Readers of the fifth assessment report from the Intergovernmental Panel on Climate Change (IPCC) may well feel that they have seen much of it before. The report from Working Group I is due for final approval and publication just before this Editorial is published. However, earlier drafts have been widely reported, following leaks during the lengthy period of assemblage, review and re-review. Perhaps more importantly, many of the key quantifications of change have stubbornly remained within very similar uncertainty ranges over the set of five assessment reports since 1990. Sea level is now projected to rise by between 0.29 and 0.96 metres by the year 2100, compared to a range of about 0.32 to 1.08 metres in the 1990 report. And with a range of 1.5 to 4.5 °C, projections of the response of global mean temperatures to a doubling of atmospheric carbon dioxide concentrations have arrived back where they started in the first report, after some minor ups and downs on both boundaries over the course of the five reports.
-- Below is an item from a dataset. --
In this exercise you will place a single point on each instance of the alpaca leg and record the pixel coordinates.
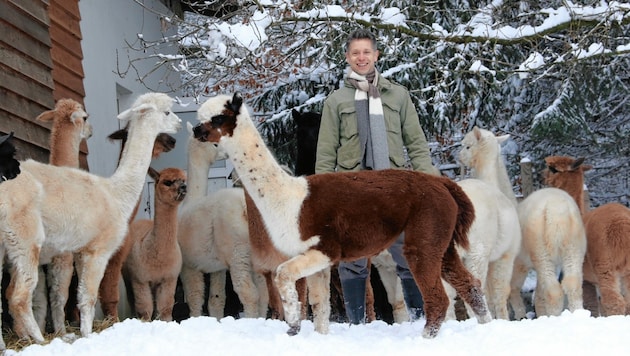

This is not to say that there has been no progress. Cloud feedbacks, an issue of long-standing debate over the years, are now assessed as likely to be positive overall. Patterns of projected precipitation change, another conundrum, are emerging with high confidence: more rain and snow is expected in high latitudes, whereas the more arid regions in mid-latitudes will probably dry out further. It is also important to keep in mind that the number ranges given in the first report were based on very patchy knowledge and could quite plausibly have been overturned by further work. The fact that they have stood the test of time may be testimony to the excellent intuition of the 1990 IPCC authors — or just pure luck. In any case, thanks to almost two and a half decades of intensive work, we now know that the climate is warming, and confidence that we understand the most important causes, feedbacks and impacts of this warming is immeasurably higher.

Authors of the IPCC report spend long hours assessing the literature. Credit: © IMAGEZOO/ALAMY

In 1990, the relative magnitudes of human-induced warming and natural variability were quite unclear, and unequivocal detection of the effect of human action on climate was considered “not likely for another decade or more” (http://go.nature.com/VYJMxK). According to the draft version of the 2013 report that was available at the time of writing, “it is extremely likely that human activities have caused more than half of the observed increase in global average surface temperature since the 1950s”. That is still weaker than unequivocal detection, but room for doubt is clearly dwindling: “extremely likely” in IPCC terminology translates to a probability of more than 95%.

A much higher degree of certainty is probably not achievable. After all, the report is a consensus document that encompasses the interpretations, by a large and diverse community of scientists, of incomplete and imperfect measurements and projections of the Earth's climate. The IPCC process is thus facing diminishing returns. The lower-limit probability given for the statement that most of the recent warming was human-induced evolved from 66% in 2001 to 90% in 2007, and now 95% in 2013.

The two big questions for which the IPCC was founded (is the planet's climate changing, and, if so, are humans responsible) had effectively been answered, in the affirmative, in 2007. The emerging narrative from this latest report, of an incremental consolidation of 23-year-old climate change projections for the twenty-first century, is unlikely to energize the public into demanding more decisive climate change mitigation from their political representatives, let alone changing their own way of life.

Climate scientists, by contrast, are energized enormously by the IPCC process, albeit some time before the publication of each report. Most noticeable from our perspective, in the run-up to the submission deadline for manuscripts to be considered in the report, Nature Geoscience received an unprecedented number of papers (Nature Geosci. 6, 1; 2013) — although only a fraction of the subjects we cover is relevant to the IPCC report now published. Not all of those additional papers were as carefully thought through as might be desirable: like everyone else, climate researchers respond to the pressure of deadlines. Evaluating this immense body of last-minute work, along with all the other studies published since the previous assessment in 2007, has bound vast amounts of climate scientists' time.

Such an enormous collective effort requires compelling justification, especially now that the reality and primary cause of climate change are essentially settled. As the community is facing a larger number of second-tier questions — for example, regarding the manifestation of climate change in extreme events, in water and food availability and on regional scales, or the ever-elusive effect of aerosols on climate — a less monolithic approach may well be more efficient.

In our January 2013 issue, Thomas Stocker, co-chair of Working Group I of the IPCC, suggested that future IPCC work could be split into a series of assessments — for example, along the lines of the current chapter structure, each updated individually at the pace of the relevant science (Nature Geosci. 6, 7–8; 2013 ). Such a procedure would be in line with good practice for scientific publications: write a paper only when there is something new to report.

Before another round of assessments starts, we need a catalogue of the most pressing, second-tier open problems. When a new consensus forms on any of those — and perhaps only then — a focussed report on that issue would be due.